On nous accoste dans la rue avec plein de trucs à vendre. Même des sous-vêtements. Ça peut donner lieu à des moments assez cocasses. Pendant que je payais une de mes sacoches, un vieux monsieur s’est approché de Myriam et lui a tendu des petits cartons avec des filles en déshabillé sur le dessus. Elle a rapidement dit qu’elle n’en voulait pas. Non mais il croyait vraiment qu’on était son public cible? Puis il lui a dit que ça faisait de la musique. Myriam a alors refusé en disant qu’elle en avait dans son iPod. Le monsieur l’a regardé de manière très surprise. Pourquoi? Parce qu’en fait, il essayait de lui vendre… des condoms! Et il l’a convaincue qu’ils faisaient de la musique. Avec son temps de réaction très, très affaibli par le manque de sommeil, elle y a cru suffisamment longtemps pour lui acheter, mais aussi pour se débarrasser de lui! Mais vous l’aurez deviné, il n’y a évidemment pas de musique et elle s’est fait avoir comme une débutante. Mais on a bien ri de sa naïveté!


Un pont coloré
Pour retourner au Brésil, la file de voitures était tellement longue qu’il était mieux pour nous d’y aller à pieds. Pas de douanes à passer! En fait, on est nous-mêmes entrées dans le poste frontalier pour savoir si on pouvait avoir une étampe dans notre passeport. Les employés nous regardaient comme si on venait d’une autre planète! Mais on l’a eue, notre étampe!

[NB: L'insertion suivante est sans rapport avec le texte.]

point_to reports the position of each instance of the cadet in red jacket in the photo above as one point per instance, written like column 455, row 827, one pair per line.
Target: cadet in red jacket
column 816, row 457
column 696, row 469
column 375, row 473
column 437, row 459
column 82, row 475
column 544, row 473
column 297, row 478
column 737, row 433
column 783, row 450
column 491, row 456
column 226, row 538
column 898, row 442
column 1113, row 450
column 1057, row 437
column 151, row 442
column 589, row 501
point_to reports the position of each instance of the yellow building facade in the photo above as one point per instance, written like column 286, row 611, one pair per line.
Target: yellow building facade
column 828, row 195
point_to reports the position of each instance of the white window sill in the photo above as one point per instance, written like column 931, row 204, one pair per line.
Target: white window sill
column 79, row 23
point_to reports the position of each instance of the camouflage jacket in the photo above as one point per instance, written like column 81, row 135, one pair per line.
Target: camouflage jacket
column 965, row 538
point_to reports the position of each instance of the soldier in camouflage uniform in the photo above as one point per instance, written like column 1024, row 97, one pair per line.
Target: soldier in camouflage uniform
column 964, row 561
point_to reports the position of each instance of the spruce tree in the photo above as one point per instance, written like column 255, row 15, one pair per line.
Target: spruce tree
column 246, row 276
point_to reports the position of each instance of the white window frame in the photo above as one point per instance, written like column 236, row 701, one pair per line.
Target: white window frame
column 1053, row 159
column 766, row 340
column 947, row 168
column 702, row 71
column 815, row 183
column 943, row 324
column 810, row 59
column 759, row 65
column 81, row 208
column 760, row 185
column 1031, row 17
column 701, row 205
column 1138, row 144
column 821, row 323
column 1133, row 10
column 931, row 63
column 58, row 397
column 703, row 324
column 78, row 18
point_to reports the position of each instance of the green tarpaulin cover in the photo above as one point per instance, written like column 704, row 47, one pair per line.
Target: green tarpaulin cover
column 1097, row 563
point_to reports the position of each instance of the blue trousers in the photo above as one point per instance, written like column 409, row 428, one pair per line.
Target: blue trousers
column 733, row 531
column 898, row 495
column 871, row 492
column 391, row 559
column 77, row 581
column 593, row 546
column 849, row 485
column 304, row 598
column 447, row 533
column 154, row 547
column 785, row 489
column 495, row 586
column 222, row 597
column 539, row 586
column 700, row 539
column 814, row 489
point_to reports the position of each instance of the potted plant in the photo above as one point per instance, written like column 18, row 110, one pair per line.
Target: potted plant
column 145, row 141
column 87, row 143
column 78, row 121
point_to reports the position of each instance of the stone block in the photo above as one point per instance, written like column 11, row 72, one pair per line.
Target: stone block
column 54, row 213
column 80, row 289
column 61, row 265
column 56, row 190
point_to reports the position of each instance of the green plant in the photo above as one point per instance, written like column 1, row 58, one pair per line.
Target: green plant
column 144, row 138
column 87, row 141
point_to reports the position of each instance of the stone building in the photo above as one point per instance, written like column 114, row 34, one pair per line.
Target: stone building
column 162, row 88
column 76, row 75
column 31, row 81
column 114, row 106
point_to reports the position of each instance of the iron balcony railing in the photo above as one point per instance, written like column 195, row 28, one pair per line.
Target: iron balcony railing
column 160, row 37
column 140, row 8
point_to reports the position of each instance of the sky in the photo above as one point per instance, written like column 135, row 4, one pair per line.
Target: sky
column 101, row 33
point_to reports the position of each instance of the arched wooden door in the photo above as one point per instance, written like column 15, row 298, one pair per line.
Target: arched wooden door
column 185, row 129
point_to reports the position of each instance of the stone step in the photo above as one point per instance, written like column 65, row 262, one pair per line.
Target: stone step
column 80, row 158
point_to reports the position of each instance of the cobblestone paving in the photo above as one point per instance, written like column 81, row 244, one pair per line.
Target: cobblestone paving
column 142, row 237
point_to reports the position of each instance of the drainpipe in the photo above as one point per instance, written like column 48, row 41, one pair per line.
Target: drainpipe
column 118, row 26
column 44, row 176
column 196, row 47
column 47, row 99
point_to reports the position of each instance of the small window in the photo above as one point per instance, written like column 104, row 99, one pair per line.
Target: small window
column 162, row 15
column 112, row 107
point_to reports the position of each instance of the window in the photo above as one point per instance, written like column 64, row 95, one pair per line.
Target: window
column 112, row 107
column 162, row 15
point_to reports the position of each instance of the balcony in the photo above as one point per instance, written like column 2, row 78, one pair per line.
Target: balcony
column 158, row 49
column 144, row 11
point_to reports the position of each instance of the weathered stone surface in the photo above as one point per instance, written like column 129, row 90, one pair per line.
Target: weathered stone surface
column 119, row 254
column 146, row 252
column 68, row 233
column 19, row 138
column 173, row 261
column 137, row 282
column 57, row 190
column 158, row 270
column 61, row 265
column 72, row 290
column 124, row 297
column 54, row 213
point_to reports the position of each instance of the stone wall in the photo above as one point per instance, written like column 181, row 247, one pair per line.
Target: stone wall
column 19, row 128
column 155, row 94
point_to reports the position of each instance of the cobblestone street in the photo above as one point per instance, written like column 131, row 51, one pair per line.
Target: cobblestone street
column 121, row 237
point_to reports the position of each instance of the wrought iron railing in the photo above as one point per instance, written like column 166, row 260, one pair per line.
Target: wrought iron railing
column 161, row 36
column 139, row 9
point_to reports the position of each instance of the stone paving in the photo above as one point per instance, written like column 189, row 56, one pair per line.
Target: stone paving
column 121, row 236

C’était vraiment cool de traverser la frontière à pied, car ça nous a permis, comme dans le film «A walk to remember» – les filles vont comprendre – d’être «à deux endroits en même temps!
 
 

Je ne me suis pas sentie en danger durant mon passage éclair dans ce pays, mais c’est vrai que c’était dépaysant. Je ne regrette pas du tout mon manque de sommeil et je vais garder précieusement mon billet de 20 000 Guaranis!